Our first adventure in Pokhara was going to the World Peace Pagoda. It’s at the top of a hill on the other side of Fewa Tal. Most people hire someone to paddle them over in a boat. A man came up to us and said that he had a restaurant across the lake, and if we agreed to eat lunch at his restaurant, he would give us a free ride across. So, we agreed.
At the other side, we started the climb up. It was pretty steep, but we got some nice views along the way. One hour later, we arrived at the top.
There are a handful of little restaurants at the Peace Pagoda, but we had agreed to eat at the one near the bottom, so we headed back down. At one point, Jake and I were ahead of my mom, and we accidentally took a wrong turn. Then, we decided to wait for her, and we got a bit worried when she hadn’t caught up 15 minutes later. So we went back to find her, only to see that we had made a wrong turn! We ran back down to the restaurant, and she was there waiting for us. We ordered a very yummy lunch there. Then, we took a boat back to Lakeside.
The next thing we did in Pokhara was go to the International Mountain Museum. We didn’t have much time there because it was close to closing time, but there were some good exhibits there. One of them compared the mountain people of the Himalaya and the Alps. There were pictures showing that their lifestyles are quite similar, including their houses, the way they carry things and the way they herd animals. It was a very neat comparison! Another exhibit showed the evolution of climbing gear, and displayed the gear that Edmund Hillary and Tenzin Norgay used to summit Everest in 1953. It looked very heavy. But then the museum closed, so we found some things to do outside.
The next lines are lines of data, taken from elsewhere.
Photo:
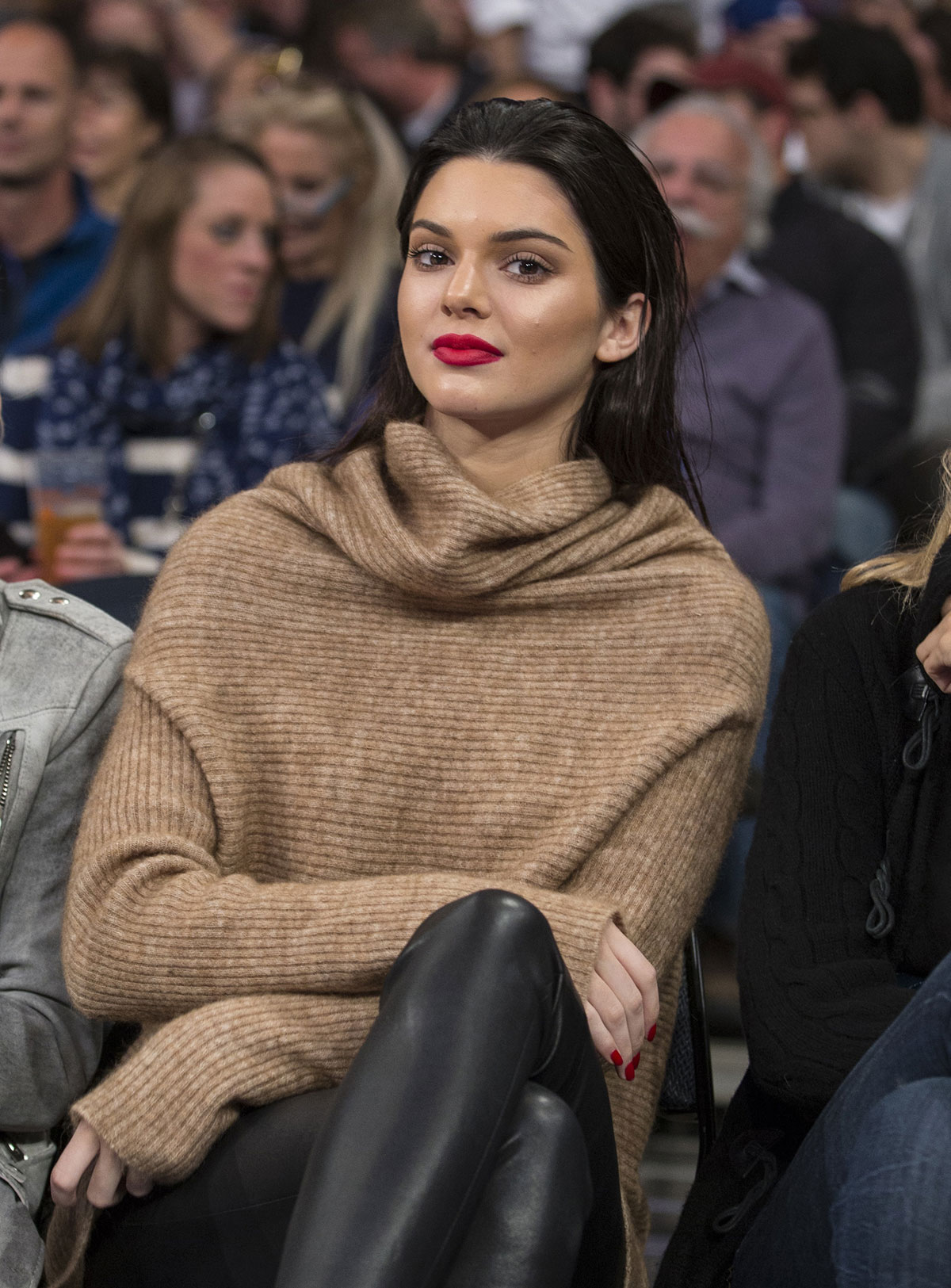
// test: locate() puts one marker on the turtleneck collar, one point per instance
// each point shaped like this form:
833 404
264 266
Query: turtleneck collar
405 511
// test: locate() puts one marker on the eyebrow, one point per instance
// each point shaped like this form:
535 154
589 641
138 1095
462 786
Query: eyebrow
510 235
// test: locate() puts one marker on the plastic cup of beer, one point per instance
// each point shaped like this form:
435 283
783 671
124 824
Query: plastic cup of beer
68 488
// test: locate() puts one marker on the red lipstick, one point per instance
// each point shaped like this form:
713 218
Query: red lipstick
464 350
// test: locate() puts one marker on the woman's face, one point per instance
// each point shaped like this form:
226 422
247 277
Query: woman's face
223 255
111 133
307 171
500 315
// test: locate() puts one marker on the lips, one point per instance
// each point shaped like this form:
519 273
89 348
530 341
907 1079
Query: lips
464 350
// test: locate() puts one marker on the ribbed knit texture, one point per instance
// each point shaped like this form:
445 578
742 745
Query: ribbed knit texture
360 694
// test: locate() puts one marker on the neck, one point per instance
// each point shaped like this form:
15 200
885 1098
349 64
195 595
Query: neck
36 216
111 195
185 335
896 162
495 457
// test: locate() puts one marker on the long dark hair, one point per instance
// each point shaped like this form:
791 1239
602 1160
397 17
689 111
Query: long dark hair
629 419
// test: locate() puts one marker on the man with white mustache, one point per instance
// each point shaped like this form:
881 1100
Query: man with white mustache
761 396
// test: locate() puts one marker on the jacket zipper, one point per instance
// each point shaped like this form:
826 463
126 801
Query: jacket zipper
6 772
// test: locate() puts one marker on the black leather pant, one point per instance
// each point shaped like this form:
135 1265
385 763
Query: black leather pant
469 1144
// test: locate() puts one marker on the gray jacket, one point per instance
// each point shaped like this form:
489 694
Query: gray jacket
61 665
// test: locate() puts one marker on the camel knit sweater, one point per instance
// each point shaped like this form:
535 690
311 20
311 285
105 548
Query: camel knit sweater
358 694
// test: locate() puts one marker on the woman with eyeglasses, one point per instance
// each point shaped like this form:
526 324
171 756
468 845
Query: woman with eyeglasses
173 366
341 173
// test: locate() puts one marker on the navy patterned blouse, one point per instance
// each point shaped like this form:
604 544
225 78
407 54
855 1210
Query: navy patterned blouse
178 445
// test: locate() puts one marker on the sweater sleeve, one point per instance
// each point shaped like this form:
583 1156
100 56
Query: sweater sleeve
155 927
816 988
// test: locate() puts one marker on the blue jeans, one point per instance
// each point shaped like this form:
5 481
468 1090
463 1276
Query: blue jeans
865 1202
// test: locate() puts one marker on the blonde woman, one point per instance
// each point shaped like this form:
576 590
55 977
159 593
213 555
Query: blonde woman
341 173
844 958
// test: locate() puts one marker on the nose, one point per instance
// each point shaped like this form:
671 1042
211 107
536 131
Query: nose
10 106
465 292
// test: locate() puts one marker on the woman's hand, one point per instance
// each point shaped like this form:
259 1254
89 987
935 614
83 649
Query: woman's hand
623 1001
934 649
88 550
110 1180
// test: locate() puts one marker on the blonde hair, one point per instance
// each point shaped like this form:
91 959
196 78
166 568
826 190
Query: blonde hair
909 568
133 294
376 162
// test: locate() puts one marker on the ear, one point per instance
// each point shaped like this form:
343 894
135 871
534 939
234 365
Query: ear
624 331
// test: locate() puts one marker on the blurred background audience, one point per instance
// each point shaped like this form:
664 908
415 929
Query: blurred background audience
124 117
173 366
339 173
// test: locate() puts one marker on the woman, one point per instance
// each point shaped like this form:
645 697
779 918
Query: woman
341 173
479 682
844 941
59 684
173 366
124 117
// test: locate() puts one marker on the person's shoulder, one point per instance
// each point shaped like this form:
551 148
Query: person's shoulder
36 599
868 626
697 579
788 308
57 647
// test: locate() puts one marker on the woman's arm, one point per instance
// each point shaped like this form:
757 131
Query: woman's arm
155 927
816 988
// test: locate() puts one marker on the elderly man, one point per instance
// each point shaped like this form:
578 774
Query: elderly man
771 460
761 397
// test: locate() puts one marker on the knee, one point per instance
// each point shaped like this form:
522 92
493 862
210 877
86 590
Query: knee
492 920
913 1125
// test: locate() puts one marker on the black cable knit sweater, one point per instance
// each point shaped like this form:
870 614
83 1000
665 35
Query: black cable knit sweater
817 989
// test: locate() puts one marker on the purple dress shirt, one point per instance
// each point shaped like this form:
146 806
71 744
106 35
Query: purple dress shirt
770 447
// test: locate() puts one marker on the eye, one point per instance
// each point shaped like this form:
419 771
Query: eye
526 268
227 231
428 257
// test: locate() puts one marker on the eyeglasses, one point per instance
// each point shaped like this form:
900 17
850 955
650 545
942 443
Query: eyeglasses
312 208
705 174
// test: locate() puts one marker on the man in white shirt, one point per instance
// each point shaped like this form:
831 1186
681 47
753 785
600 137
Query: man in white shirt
547 37
857 98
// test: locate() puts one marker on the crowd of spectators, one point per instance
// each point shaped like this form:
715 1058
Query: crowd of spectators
200 261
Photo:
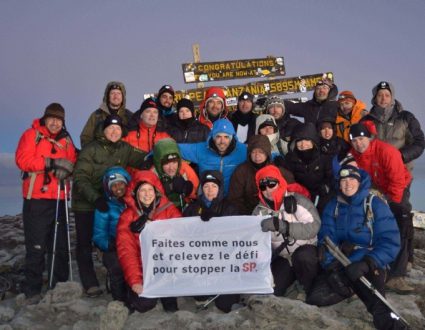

When we got back to Lakeside, my dad was back! We spent a few more days in Pokhara finding a guide for trekking and getting organized. We always ate at restaurants, because the accommodation didn’t have cooking facilities. The restaurants always had the traditional Nepali food, some western food, and a page with Indian curries. That was where we normally ordered from, the curries. Our favourite restaurants were the Tea Time Bamboostan restaurant and OR2K, and our favourite cafe was Perky Beans.
Cows are very sacred in Hindu and Buddhist culture, so Nepalis always respect cows. If cows are on the road, drivers will always drive around them very carefully, so cows have learned that the streets are a safe place for them. They don’t care a single bit about the cars around them.
So who owns these cows? Why do they live in big cities? Why do they sleep on the road? We asked a few people these questions, but we still don’t understand.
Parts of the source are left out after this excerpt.